The article - Viktor Orbán's revision of the 1956 Revolution - reflected "a biased use of sources and treatment of Hungary’s national holiday" and "is unbecoming of the quality we have come to expect from Politico," writes Government Spokeperson Zoltán Kovács on the website today.
Kovács writes that the 1956 Revolution marked a turning point in the Cold War. For decades, the subject was taboo in Hungary, referred to sparingly and even then only in a distorted way as a “counter-revolution.” As a result, generations of Hungarians knew little about those freedom fighters who stood up to Soviet tanks. They had no awareness of this revolution’s huge significance beyond the borders of Hungary.
The freedom fighters were young students and manual laborers, craftsmen and factory workers, men and women, and when they bravely took to the streets for their basic rights, the communist dictatorship could defeat them only with the overwhelming force of Soviet tanks and artillery, and suffered a moral defeat. Though the freedom fighters lost the battle in November 1956, for Hungarians, the “lads of Pest” ultimately won the war against the Soviet Union.

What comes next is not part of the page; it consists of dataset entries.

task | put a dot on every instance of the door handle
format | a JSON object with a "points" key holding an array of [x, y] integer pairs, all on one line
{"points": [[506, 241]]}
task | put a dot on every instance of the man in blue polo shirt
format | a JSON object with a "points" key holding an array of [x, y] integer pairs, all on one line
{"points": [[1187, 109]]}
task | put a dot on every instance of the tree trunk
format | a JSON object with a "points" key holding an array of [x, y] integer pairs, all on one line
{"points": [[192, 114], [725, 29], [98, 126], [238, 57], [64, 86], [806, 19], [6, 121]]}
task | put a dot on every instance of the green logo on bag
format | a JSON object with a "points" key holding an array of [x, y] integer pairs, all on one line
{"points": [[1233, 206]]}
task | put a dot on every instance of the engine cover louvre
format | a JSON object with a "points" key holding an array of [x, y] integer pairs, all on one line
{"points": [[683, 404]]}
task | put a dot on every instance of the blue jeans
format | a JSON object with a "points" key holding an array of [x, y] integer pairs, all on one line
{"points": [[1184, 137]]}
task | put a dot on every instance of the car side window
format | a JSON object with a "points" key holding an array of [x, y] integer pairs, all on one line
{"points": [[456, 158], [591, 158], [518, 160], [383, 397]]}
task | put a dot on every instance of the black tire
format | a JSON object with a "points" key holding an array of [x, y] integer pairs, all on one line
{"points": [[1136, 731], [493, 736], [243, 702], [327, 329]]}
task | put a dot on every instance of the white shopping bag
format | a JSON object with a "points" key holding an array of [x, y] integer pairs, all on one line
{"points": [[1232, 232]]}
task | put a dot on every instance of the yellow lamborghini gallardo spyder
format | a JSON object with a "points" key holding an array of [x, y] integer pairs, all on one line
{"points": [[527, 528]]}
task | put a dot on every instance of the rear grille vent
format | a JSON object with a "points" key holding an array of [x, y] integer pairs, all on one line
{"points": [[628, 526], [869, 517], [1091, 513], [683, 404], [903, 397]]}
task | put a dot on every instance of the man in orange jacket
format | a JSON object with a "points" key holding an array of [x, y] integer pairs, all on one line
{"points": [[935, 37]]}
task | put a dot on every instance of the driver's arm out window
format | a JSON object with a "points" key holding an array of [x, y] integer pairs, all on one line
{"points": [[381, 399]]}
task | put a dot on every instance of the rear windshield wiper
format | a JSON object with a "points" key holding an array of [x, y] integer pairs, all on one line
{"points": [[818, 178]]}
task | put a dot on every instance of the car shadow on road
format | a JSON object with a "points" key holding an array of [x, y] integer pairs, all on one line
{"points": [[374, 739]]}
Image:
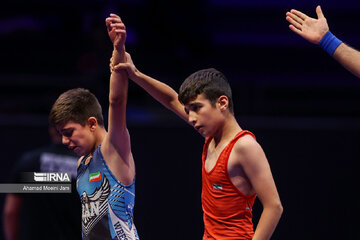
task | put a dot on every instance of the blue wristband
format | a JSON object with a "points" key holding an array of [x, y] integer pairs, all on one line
{"points": [[329, 43]]}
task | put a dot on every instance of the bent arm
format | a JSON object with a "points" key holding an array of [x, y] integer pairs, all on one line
{"points": [[314, 31], [258, 171]]}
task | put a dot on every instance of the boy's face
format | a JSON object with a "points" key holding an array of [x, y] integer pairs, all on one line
{"points": [[203, 116], [77, 137]]}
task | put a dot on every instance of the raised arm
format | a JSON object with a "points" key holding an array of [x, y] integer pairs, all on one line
{"points": [[116, 144], [162, 92], [317, 31]]}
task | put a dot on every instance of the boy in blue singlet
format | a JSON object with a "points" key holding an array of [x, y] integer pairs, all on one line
{"points": [[106, 169]]}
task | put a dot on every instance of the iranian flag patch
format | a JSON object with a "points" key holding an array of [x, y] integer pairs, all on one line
{"points": [[93, 177]]}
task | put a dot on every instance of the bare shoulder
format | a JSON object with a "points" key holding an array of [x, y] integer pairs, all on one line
{"points": [[247, 149]]}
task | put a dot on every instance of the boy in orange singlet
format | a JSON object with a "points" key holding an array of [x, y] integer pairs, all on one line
{"points": [[235, 169]]}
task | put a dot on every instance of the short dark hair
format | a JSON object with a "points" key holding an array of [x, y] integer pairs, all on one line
{"points": [[76, 105], [211, 82]]}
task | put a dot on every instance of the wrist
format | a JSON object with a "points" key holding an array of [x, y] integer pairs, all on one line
{"points": [[329, 43], [118, 55]]}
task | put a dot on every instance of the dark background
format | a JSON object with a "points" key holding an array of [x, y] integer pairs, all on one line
{"points": [[302, 105]]}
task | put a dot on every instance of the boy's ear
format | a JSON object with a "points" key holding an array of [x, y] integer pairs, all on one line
{"points": [[92, 123]]}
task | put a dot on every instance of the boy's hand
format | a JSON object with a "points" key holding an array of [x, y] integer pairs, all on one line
{"points": [[311, 29], [117, 31]]}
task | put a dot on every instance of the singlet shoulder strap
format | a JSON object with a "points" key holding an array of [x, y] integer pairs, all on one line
{"points": [[243, 133], [226, 152]]}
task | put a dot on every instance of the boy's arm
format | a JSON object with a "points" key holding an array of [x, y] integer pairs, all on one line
{"points": [[317, 31], [162, 92], [256, 167], [116, 144]]}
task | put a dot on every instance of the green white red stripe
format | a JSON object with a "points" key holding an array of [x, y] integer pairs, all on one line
{"points": [[93, 177]]}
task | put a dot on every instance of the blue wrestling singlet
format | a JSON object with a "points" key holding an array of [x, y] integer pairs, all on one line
{"points": [[107, 205]]}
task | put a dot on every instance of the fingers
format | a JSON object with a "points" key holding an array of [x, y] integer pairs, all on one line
{"points": [[295, 21], [294, 29], [114, 21], [319, 12], [298, 14], [120, 67]]}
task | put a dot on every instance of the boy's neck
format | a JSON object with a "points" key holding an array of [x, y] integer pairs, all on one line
{"points": [[227, 131]]}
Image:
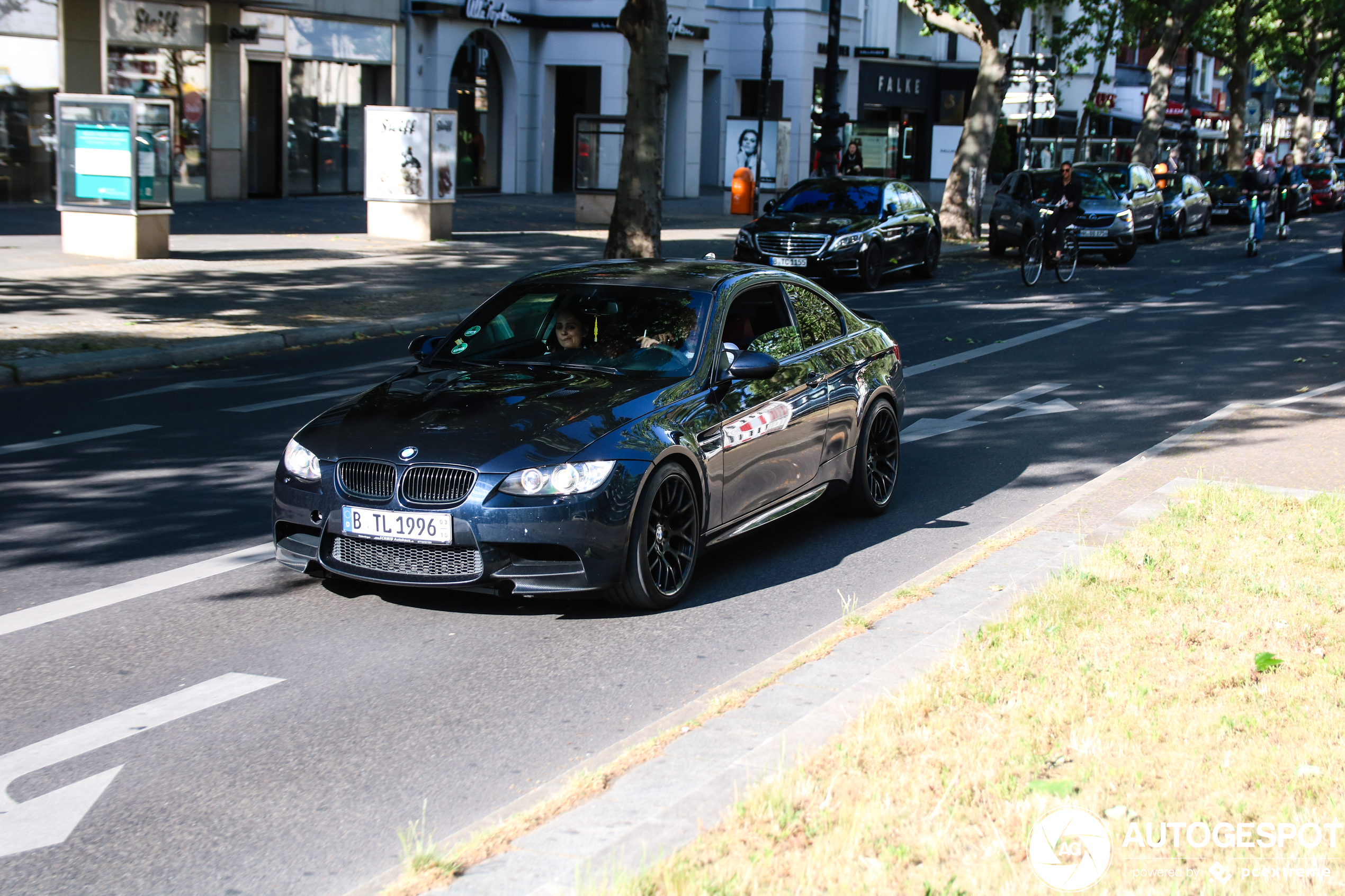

This year’s commemoration, which marked the 60th anniversary of the revolution, is not Prime Minister Viktor Orbán’s revision. It celebrates the heroes who took to the streets to fight the tyranny of communism. It acknowledges many of those who played a role — yes, including Prime Minister Imre Nagy — but the spotlight was, as it should be, on the regular folks who fought the revolution.
It is this side of the 1956 story — of a popular revolution led by the youth and brutally crushed — that was covered up for so long. Hungary’s Socialist Party, as the official successors to the communists, and their liberal coalition partners, understandably, were never comfortable with the 1956 Revolution and could never abide that side of the story.
Sadly, nearly all of the sources quoted as saying the government is trying to “monopolize the revolution” come from those circles. The author’s reliance on these sources to report on the ’56 holiday is comparable to turning to the political descendants of Alexander Dubček for a story on the anniversary of the Prague Spring or to those of Wojciech Jaruzelski on a commemoration of the strikes at the Gdansk Ship Yard. It’s not surprising that they have something critical to say.